2010-11-04

The lineage model for hierarchal data in a SQL database

Recently I decided to make a web app to keep track of a number of policies.  There were a number of different policies, all of which had their provisions numbered and organized in an outline hierarchy that often went three or more layers deep.

The first thing I researched was how to structure SQL databases to handle hierarchical data like a product catalog with the products grouped into categories and subcategories. Or a org chart where employees are grouped into divisions and departments. I quickly learned that most people used either the adjacency list model or the nested set model,  both of which are described in detail in an article on the MySQL website: Managing Hierarchical Data in MySQL.  Another detailed article on both models is Storing Hierarchical Data in a Database.

With the adjacency list model you have a table which gives each record a unique ID number, and then you have a "Parent ID" field where you record the ID number of the record's parent in the hierarchy tree.  If you were doing foods, you would have a record for "apples" and the parent ID for that record would be "fruits."  Then when you need to generate an output of the whole hierarchy tree you do SQL that organizes all the records by connecting the various parent ID values.  Some articles I found on this approach include Tree Drawing with the Adjacency List Model  and Hierarchical SQL.  The thing I didn't like about the adjacency list model was that the SQL required to generate a simple display of the data seemed unduly complicated (lots of recursion) and likely to consume a lot of database server processing power.

I never did really grasp the nested set model, so I won't try and explain it. Needless to say it also involved very complicated SQL that seemed likely to put a big drain on a server.

Then I found an article about a variation on the adjacency list model: More Trees and Hierarchies in SQL.  The author's basic idea was to include a Lineage field in each record where you record the ID numbers of the full path to the record in the hierarchy with each ID number separated by a delimiter character.  For example, if you had a product tree with the iPod in it, the Parent ID field would be "MP3 Players" and the Lineage field would be "Electronics/Audio Equipment/MP3 Players."  This makes the SQL to output the basic tree much easier: you just do a simple SELECT and ORDER BY the Lineage field and you are done.

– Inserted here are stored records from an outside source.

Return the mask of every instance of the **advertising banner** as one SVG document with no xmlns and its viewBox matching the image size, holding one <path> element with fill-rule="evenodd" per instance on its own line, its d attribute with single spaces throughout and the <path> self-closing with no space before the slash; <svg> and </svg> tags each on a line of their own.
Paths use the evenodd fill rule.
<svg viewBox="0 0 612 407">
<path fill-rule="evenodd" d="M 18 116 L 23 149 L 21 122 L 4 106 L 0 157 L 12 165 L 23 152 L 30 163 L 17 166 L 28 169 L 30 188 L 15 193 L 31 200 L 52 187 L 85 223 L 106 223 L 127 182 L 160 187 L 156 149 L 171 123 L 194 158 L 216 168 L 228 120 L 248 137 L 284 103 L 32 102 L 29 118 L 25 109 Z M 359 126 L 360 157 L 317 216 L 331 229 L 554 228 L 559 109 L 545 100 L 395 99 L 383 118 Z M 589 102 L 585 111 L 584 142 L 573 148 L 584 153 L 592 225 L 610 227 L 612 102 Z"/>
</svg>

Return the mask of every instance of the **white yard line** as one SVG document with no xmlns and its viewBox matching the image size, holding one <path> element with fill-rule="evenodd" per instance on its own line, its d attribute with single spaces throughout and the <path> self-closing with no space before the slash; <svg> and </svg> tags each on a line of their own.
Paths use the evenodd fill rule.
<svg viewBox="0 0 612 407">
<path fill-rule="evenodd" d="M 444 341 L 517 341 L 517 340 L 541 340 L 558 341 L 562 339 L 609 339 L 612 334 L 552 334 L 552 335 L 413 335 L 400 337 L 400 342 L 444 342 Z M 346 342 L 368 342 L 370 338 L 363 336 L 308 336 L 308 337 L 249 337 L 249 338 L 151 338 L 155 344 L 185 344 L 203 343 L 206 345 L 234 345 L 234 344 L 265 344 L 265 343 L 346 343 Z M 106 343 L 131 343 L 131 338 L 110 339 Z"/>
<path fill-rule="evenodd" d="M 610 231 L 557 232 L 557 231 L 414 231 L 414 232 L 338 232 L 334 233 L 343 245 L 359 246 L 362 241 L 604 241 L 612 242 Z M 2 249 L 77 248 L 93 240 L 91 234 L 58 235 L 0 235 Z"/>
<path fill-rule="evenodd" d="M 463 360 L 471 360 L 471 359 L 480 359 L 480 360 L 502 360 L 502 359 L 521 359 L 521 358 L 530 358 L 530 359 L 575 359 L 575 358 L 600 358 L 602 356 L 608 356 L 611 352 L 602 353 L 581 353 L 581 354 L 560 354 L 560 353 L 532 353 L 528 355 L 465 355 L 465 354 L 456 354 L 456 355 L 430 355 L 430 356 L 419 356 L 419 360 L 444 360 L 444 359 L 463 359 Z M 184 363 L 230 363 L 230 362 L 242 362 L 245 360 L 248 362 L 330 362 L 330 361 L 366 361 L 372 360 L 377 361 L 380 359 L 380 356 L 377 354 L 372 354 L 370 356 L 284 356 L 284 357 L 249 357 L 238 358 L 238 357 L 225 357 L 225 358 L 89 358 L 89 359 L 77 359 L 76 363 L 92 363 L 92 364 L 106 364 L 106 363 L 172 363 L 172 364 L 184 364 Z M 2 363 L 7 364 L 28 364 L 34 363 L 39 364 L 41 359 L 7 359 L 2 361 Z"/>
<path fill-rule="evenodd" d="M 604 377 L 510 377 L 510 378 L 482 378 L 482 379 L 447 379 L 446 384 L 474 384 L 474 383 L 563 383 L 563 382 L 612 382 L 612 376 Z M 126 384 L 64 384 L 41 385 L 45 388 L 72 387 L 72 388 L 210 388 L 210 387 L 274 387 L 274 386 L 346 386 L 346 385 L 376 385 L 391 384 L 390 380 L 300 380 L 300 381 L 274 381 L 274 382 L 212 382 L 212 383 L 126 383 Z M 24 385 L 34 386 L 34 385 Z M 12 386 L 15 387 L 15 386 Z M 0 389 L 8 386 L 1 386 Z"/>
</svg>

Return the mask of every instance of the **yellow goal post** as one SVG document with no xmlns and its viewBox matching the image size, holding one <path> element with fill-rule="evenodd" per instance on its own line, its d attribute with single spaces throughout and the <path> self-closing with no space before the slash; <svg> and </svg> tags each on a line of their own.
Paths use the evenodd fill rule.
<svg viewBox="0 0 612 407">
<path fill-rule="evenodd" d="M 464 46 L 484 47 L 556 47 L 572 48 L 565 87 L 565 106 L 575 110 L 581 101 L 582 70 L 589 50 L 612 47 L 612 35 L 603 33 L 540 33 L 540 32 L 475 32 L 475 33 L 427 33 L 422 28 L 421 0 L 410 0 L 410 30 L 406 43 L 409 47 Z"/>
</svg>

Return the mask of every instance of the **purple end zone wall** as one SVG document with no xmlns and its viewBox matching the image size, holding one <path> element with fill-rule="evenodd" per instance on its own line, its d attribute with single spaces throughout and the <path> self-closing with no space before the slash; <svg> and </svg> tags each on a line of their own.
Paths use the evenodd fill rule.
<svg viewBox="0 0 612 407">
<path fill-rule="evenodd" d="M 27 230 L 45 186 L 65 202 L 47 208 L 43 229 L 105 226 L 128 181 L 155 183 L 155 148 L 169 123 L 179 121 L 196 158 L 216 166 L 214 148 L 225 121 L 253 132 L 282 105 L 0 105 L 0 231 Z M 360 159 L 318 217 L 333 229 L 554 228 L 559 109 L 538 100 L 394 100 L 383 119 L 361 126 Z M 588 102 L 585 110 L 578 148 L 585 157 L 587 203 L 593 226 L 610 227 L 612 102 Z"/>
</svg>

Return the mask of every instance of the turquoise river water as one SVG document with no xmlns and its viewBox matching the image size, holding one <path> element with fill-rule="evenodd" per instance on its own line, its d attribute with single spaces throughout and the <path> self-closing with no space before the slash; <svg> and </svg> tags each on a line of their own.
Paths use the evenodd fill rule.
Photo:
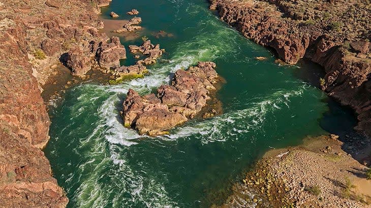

So here is the structure I ended up with using the lineage field model.  For a hierarchy like this:

  • Plants
    • Fruits
      • Apples
      • Bananas
      • Peaches
    • Vegetables
      • Broccoli
      • Asparagus
  • Animals
    • Poultry
      • Chicken
      • Turkey
    • Meat
      • Beef
      • Pork
The table structure would be like this (except you would use ID numbers instead of the full name of each item as the ID):

Node Lineage
Plants /
Animals /
Fruit /Plants/
Vegetables /Plants/
Poultry /Animals/
Meat /Animals/
Apples /Plants/Fruits/
Bananas /Plants/Fruits/
Peaches /Plants/Fruits/
Chicken /Animals/Poultry/
Turkey /Animals/Poultry/
Beef /Animals/Meat/
Pork /Animals/Meat/
Broccoli /Plants/Vegetables/
Asparagus /Plants/Vegetables/

Once you put your hierarchical data into a structure like this then working with it is easy-peasy. Want to display the whole tree?

SELECT * FROM table_Foods ORDER BY concat(Lineage, Node)

This will output the data organized by groups and subgroups. Want to see just the items in the group Plants, organized by subgroups?

SELECT * FROM Foods WHERE concat( Lineage, Node ) LIKE '/Plants%' ORDER BY concat( Lineage, Node )

This will return just the Plants, grouped by Fruits and then by Vegetables.

Want to indent each item in your output based on its depth in the hierarchy? In your PHP code just count the number of slashes in the Lineage field using substr_count() for each record and set the indent accordingly.

I know this approach seems too simple but I have been working with it for a while in a web application and I haven't run into any dead ends yet, and figuring out the SQL for various tasks has been very easy.